Plotwise, it’s your standard slasher film. A group of people find themselves in an isolated location and are picked off, one-by-one, by a masked killer. Whereas most slasher films feature teenage victims, Savage Weekend is distinguished by the fact that all of the victims are adults and they’re all way too old and successful to justify continually making the type of stupid decisions necessary for a slasher movie to work. Two of them, Robert (Jim Doerr) and Jay (Devin Goldenberg), are stockbrokers. Marie (Marilyn Hamlin) is the ex-wife of the Governor of New York’s press secretary. (At one point, someone mentions that the governor was corrupt and apparently committed suicide. It’s one of those plot points that comes out of nowhere.) Meanwhile, Marie’s sister, Shirley (Caitlin O’Heany), is accompanied by her best friend, Nicky (Christopher Allport). Nicky is flamboyantly gay and, shortly after being introduced, he single-handedly beats up three rednecks and then dramatically announced, “I was raised in the Bronx!”
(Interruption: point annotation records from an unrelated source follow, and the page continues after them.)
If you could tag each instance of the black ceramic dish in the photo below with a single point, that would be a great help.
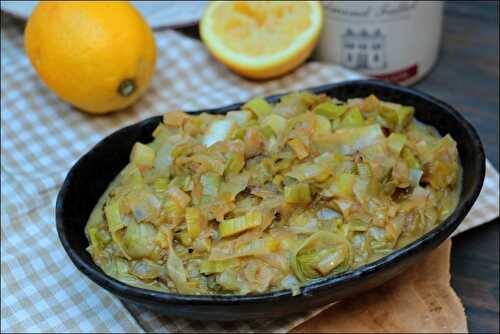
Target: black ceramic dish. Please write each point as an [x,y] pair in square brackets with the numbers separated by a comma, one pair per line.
[79,195]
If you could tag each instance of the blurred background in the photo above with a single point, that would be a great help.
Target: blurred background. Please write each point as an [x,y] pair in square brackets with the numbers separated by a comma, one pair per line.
[454,43]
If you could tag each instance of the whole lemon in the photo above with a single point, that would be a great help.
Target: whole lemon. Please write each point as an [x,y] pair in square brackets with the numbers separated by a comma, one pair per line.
[97,55]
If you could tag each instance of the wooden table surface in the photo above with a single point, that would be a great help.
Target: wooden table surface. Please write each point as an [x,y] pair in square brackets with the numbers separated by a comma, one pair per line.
[466,76]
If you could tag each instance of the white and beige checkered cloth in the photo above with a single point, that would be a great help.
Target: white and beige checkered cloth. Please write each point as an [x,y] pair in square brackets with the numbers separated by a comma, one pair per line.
[41,138]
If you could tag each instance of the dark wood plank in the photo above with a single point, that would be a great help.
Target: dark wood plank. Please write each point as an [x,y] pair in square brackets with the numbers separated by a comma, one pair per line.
[466,76]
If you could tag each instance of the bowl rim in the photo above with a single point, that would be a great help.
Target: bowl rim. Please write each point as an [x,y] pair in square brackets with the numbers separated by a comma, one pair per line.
[159,297]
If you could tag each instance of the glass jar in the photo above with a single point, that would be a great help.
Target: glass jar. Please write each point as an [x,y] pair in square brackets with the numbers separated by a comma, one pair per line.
[397,41]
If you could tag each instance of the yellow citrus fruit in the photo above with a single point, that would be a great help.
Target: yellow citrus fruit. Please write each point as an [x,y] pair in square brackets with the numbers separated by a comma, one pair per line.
[97,55]
[261,39]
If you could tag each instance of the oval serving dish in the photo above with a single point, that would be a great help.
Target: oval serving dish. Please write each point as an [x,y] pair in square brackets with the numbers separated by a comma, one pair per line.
[102,163]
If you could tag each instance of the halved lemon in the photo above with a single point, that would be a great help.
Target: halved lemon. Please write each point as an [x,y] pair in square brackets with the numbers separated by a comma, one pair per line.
[261,39]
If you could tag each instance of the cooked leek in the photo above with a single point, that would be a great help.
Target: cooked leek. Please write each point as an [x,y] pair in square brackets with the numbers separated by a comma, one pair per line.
[272,196]
[237,225]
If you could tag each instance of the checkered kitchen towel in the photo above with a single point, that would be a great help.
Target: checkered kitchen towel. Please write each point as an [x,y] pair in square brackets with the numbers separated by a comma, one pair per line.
[41,138]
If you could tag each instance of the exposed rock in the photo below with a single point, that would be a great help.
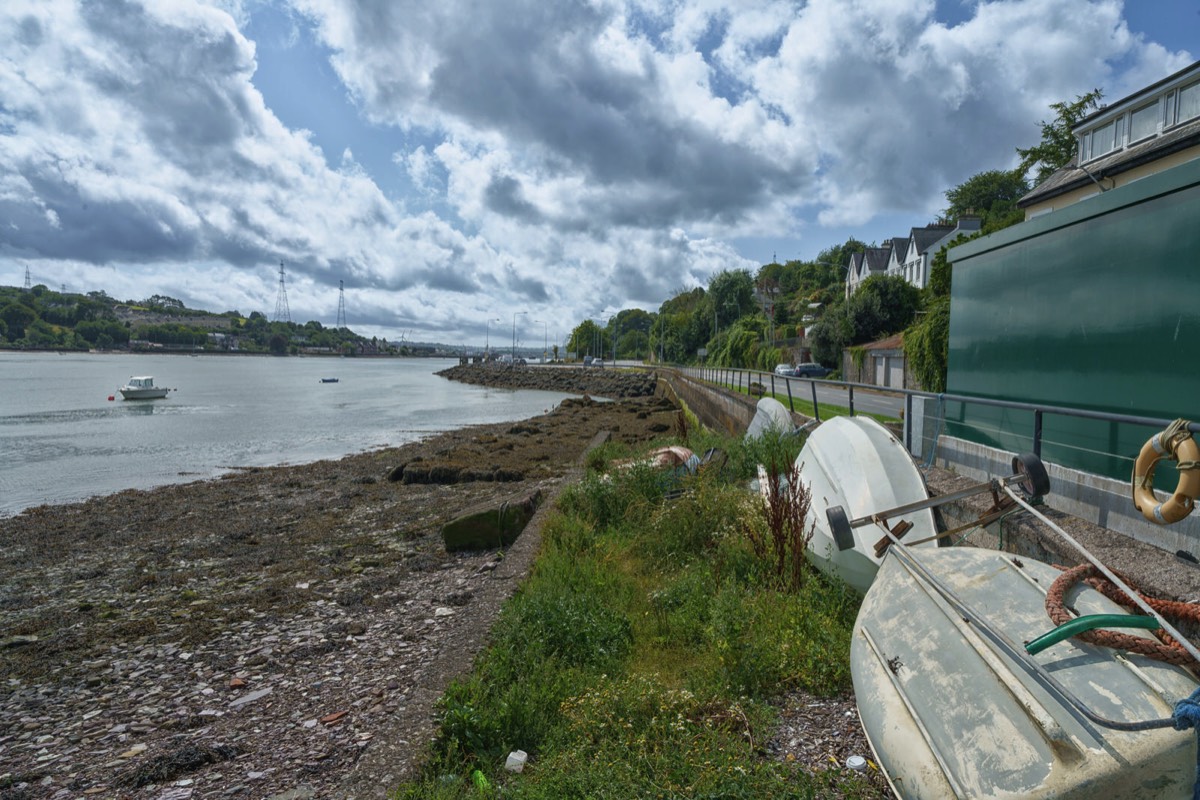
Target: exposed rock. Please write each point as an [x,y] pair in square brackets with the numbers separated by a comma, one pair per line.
[154,630]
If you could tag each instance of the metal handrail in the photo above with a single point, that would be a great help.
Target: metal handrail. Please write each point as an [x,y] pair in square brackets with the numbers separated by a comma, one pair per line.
[724,376]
Since the first murder doesn’t take place until an hour into the film, we spend more time than usual getting to know our victims but none of them behave in any sort of consistent manner, which adds to the film’s dreamlike feel. Nicky clutches a barbed wire fence while watching Shirley fool around with Jay. Marie appears to be on the verge of ecstasy while listening to the story about Otis branding his girlfriend. Later, a good deal of screen time is devoted to Marie and another redneck milking a cow, with the camera zooming in on the milk shooting out of the udders. While being stalked by the killer, Nicky puts on makeup while a lingerie-clad Shirley dances through the house while tango music plays on the soundtrack.
It all just feels very odd and strangely paced, as if huge chunks of the script were either not filmed or left on the editing room floor. But that oddness (along with the boom mic) is exactly what makes Savage Weekend an interesting movie.